# What is the final pressure of steam in a tank, if we allow some steam to exit?

Consider $$m_1 =$$ 100 kg of steam at pressure $$P_1$$ and temperature $$T_1$$ in a 3 $$m^3$$ insulated tank, closed off by a valve. We open the valve and allow 50 kg of steam to exit. What is the final pressure?

Here are known values:

• $$m_1 =$$ 100 kg
• $$P_1 = 10^7$$ Pa
• $$T_1 = 500$$ ° C
• $$m_2 =$$ 50 kg

My solution starts with assuming the remaining steam undergoes an isentropic process (adiabatic + reversible expansion), so that $$s_1=s_2=6.58$$ kJ/kgK from steam tables.
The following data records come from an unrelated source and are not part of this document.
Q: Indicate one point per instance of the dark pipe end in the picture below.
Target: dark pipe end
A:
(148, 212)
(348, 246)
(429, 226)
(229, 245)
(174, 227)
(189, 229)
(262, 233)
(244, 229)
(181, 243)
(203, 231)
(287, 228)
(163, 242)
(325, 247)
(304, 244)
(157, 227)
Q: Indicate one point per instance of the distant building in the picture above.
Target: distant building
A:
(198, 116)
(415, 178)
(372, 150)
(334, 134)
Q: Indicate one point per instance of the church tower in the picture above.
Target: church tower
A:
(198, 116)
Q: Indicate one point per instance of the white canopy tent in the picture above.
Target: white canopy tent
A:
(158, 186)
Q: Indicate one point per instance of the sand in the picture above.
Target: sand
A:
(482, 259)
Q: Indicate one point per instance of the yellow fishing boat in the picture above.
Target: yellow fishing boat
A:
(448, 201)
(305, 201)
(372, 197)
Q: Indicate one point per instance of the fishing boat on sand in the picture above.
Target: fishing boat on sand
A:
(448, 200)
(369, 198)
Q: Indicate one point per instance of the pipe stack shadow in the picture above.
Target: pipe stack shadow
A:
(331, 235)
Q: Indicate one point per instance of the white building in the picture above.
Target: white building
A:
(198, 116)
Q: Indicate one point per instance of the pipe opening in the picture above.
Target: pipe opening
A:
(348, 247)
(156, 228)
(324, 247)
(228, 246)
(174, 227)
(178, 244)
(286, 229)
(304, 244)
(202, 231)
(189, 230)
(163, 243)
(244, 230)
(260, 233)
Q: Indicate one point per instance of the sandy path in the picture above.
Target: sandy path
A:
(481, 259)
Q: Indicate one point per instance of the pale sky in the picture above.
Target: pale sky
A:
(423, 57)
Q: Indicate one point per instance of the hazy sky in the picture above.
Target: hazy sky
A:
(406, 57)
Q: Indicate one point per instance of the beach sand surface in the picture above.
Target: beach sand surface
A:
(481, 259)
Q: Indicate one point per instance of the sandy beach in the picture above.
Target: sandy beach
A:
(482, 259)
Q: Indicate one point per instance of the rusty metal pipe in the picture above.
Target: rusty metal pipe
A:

Now, from the final mass we can get the specific volume $$v_2=\frac{V}{m_2} = 3/50 = 0.06 m^3/kg$$.

Since we know $$(s_2,v_2)$$, doesn't this mean that state 2 is fully defined? How can we get the pressure with this knowledge?
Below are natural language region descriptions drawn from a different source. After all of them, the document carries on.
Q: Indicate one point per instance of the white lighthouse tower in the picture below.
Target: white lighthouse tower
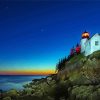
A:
(85, 37)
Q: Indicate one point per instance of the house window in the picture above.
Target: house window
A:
(96, 43)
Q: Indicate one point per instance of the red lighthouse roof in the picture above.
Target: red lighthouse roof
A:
(85, 35)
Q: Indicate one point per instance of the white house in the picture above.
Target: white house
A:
(89, 45)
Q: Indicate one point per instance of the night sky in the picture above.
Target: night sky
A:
(34, 35)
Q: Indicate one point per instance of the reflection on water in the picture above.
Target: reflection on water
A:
(16, 82)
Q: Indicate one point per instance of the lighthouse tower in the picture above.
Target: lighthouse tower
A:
(85, 37)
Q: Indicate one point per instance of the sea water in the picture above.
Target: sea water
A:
(8, 82)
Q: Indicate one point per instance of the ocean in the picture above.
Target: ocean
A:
(8, 82)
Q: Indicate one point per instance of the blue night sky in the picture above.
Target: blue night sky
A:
(34, 35)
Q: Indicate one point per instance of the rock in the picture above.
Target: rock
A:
(7, 98)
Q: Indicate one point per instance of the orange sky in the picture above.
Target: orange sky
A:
(27, 72)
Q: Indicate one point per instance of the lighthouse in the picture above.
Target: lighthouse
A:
(85, 37)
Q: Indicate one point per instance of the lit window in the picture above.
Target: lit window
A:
(96, 43)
• You should be able to find the final state in your steam tables. – Chet Miller Apr 4 at 22:46
• @ChetMiller I found values in my steam tables that matched my calculated $(v_2, s_2)$, but I think I got lucky because this means that it's still steam. What if we kept rejecting steam until we got a liquid vapor mixture? Then it seems like $(v_2, s_2)$ wouldn't be enough info to define the state, since we don't have the quality. Is this correct? – Drew Apr 4 at 23:12
• @Drew, I seriously doubt that steam would condense as you went to lower and lower pressure, unless you used a condenser. A Joule-Thompson effect would occur as the pressure fell, causing the temperature to also fall, but not enough to condense any of the low pressure steam. – David White Apr 5 at 2:11
• @DavidWhite how does the JT effect influence the steam inside the tank? Only the steam downstream of the valve should be affected by that – Drew Apr 5 at 4:09
• The steam will cool as the pressure drops, but not enough to condense. – David White Apr 5 at 14:50

## 1 Answer

If the final state in the tank is a mixture of liquid and vapor, then you have $$v_{2L}(1-x)+v_{2V}x=v_2$$and $$s_{2L}(1-x)+s_{2V}x=s_2$$where x is the steam quality. Eliminating the quality x, we have $$\frac{(v_2-v_{2L})}{(v_{2V}-v_{2L})}=\frac{(s_2-s_{2L})}{(s_{2V}-s_{2L})}$$ All you need to do is find the temperature at which this relationship is satisfied.